I'm going to start with Volume 1: Fundamental Algorithms 3rd edition by Don Knuth and keep going. These books don't seem to be a reference much of the index for major results points to exercises and the content is often comparing two algorithms together. Kirchoff's law of electrical circuit theory is used to analyze program control flow where the number of times an instruction is executed must equal the number of times a program transfers to that instruction. Knuth dislikes jargon and everything is practical you won't find theoretically good on paper algorithms where inputs are jacked up to infinity that hide a huge constant of ops like when Knuth wrote The Stanford GraphBase book and discovered Kruskal's algorithm beats Fibonacci heaps. The algorithms from that book are all in volume 4.

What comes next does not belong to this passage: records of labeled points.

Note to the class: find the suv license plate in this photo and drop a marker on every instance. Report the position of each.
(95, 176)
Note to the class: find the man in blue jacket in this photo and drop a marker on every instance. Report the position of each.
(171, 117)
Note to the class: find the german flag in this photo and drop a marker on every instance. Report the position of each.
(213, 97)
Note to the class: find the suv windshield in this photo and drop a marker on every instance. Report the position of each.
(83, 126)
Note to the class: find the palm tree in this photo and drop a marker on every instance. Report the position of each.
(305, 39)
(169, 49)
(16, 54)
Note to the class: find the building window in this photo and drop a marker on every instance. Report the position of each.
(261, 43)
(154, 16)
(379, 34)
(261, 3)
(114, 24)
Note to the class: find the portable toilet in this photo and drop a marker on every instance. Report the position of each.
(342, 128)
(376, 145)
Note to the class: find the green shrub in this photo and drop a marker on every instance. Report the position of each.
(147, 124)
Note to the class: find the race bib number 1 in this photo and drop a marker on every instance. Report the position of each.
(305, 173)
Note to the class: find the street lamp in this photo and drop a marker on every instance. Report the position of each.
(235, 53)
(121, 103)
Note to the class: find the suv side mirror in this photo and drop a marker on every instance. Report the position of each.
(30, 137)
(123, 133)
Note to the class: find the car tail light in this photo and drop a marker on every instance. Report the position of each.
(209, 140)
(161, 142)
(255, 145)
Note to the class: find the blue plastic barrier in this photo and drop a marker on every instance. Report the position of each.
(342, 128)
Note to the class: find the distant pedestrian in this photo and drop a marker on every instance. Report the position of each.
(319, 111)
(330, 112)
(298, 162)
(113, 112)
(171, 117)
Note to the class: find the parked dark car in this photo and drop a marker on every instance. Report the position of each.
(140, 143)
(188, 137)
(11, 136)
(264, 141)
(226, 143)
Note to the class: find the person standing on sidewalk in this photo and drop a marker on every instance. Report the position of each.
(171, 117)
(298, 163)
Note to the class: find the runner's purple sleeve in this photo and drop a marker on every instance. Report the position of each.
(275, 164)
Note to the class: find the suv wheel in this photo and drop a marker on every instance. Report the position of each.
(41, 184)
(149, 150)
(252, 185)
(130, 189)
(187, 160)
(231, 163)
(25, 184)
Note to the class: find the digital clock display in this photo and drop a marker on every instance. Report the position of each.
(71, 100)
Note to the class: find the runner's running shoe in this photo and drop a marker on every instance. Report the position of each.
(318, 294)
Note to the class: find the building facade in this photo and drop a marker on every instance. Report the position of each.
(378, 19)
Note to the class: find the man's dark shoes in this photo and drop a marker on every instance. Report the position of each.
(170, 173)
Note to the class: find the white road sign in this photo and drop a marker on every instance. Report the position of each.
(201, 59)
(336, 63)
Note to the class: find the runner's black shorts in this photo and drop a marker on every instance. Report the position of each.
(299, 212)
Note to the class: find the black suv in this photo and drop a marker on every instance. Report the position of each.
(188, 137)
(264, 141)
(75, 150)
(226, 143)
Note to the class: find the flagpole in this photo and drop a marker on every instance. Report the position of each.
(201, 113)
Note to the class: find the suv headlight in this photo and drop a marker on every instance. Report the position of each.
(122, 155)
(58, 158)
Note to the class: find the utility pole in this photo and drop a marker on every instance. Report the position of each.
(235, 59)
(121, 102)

The physical book itself is a representation of the careful work that has gone into it's writing with high quality typography, paper, and a binding where no matter what page you flip to the book stays flat. If you were to ever buy a physical book this would be one of those books. The pdf version Knuth paid the Berkeley Mathematical Sciences Publishers to create a compressed searchable text with hyperlinks throughout the document and even guaranteed that the final version was correct in all notation/figures. He tells readers to avoid any kind of other ebook format like Kindle where the notation is trashed.

Get the book(s)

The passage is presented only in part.